Kur’an önce bizim nefsimize buyruğumuzu geçirmemizi, onu arındırmamızı emreder. Bu, bizim manevi kurtuluşumuzun temel şartıdır. İçsel disiplinin sağlanması her toplum için geçerli önemli bir ilkeyi de ortaya koyar. Çünkü iç dünyasını ve iradesini disipline eden topluluklar gelişmekte ve kalkınmaktadırlar. Dolayısıyla nefsine hâkim olamayan insan ve toplulukların başkalarına yol ve yöntem öğretmesi mümkün değildir. Yine iç dünyasına egemen olamayan insan ve toplumların dış dünyada etkinlik ve egemenliklerinden bahsedemeyiz.

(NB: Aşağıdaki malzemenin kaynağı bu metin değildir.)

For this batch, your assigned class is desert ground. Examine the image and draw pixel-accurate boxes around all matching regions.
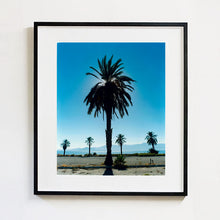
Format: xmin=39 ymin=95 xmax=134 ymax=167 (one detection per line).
xmin=57 ymin=156 xmax=165 ymax=175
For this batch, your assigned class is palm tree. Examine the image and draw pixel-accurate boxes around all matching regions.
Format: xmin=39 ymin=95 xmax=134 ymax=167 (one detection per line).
xmin=84 ymin=56 xmax=134 ymax=166
xmin=145 ymin=131 xmax=157 ymax=151
xmin=115 ymin=134 xmax=126 ymax=155
xmin=85 ymin=137 xmax=95 ymax=156
xmin=61 ymin=139 xmax=70 ymax=156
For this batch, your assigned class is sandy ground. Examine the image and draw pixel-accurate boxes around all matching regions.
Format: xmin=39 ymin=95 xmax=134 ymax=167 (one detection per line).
xmin=57 ymin=167 xmax=165 ymax=176
xmin=57 ymin=156 xmax=165 ymax=166
xmin=57 ymin=156 xmax=165 ymax=176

Şu hâlde önce iç dünyamızda bir bahar iklimine ihtiyacımız vardır. Bir gül mevsiminin şartlarını hazırlamalıyız. Vahyin bahar yağmurları ile gönlümüz ıslanmalıdır. Nefisteki dikenleri, zararlı, zehirli otları temizlemeliyiz. Sonra titiz bir bahçıvan gibi gönlümüzün verimli topraklarını işlemeliyiz. Orada rengârenk çiçekler, mis kokulu güller yetiştirmeliyiz. Çünkü iç dünyalarını imar edemeyenlerin dış dünyalarında umranı/medeniyeti inşa etmeleri mümkün değildir.